Rather than creating cars specifically for the visually impaired, advocates hope technology companies make cars that are disability friendly. That would enable people with visual, physical, and other impairments to be able to travel without assistance.

4. Waymo Sued Uber for Stealing Technology, and Settled With Uber Equity

Waymo-Uber Technology Theft Trial Continues In San Francisco

GettyUber attorney Bill Carmody (R) and Waymo attorney Charles Verhoeven (L) pose for a photo outside of the Phillip Burton Federal Building after the Waymo-Uber technology theft trial was dismissed./Getty

Waymo sued Uber and Otto, Uber’s subsidiary self-driving company, for patent infringement and stealing trade secrets in February, 2017. Waymo argued that three ex-Google employees stole technology information before joining Uber. The trial was dismissed because of a settlement. Uber paid Waymo the equivalent of $244 million in Uber equity.

The lawsuit was mainly over Google’s LIDAR technology, the surveying system it uses to measure distance using laser light. Per Google car, the LIDAR system costs about $70,000. The technology has some issues, like not being able to spot potholes or be able to tell when humans like crossing guards or police are signaling for vehicles to stop. Google expects those issues to be fixed by 2020.

5. Waymo Cars Could Be Available to the Public As Soon As 2020

Sergey Brin, Google’s founder, said in 2012 he hoped to have self-driving cars available for the public in 2017, though that schedule was updated in 2014 to 2020, and could be even sooner. So far, Google has talked with General Motors, Daimler, Toyota, Ford, and Volkswagen about implementing its technology.

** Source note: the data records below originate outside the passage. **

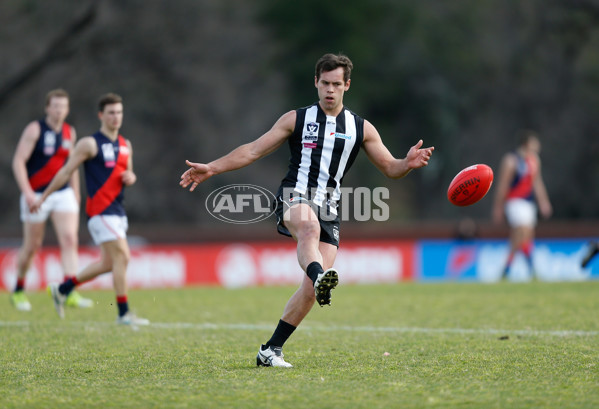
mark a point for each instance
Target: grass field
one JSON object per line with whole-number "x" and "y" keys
{"x": 449, "y": 345}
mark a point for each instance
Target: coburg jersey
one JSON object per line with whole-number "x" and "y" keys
{"x": 103, "y": 176}
{"x": 50, "y": 153}
{"x": 522, "y": 184}
{"x": 323, "y": 148}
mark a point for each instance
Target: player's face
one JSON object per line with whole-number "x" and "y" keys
{"x": 112, "y": 116}
{"x": 331, "y": 87}
{"x": 57, "y": 109}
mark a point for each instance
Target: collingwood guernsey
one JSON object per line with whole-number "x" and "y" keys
{"x": 323, "y": 148}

Waymo CEO John Krafcik said in a Medium post that Waymo could see the technology being useful “in personal vehicles, ridesharing, logistics, or solving last mile problems for public transport.” He also said, “our next step as Waymo will be to let people use our vehicles to do everyday things like run errands, commute to work, or get safely home after a night on the town”

Nevada, California, Michigan, Florida, and Washington, D.C. all currently allow driverless cars with a driver in them. California allowing the vehicles without a driver would be a significant step toward the cars being available to the public.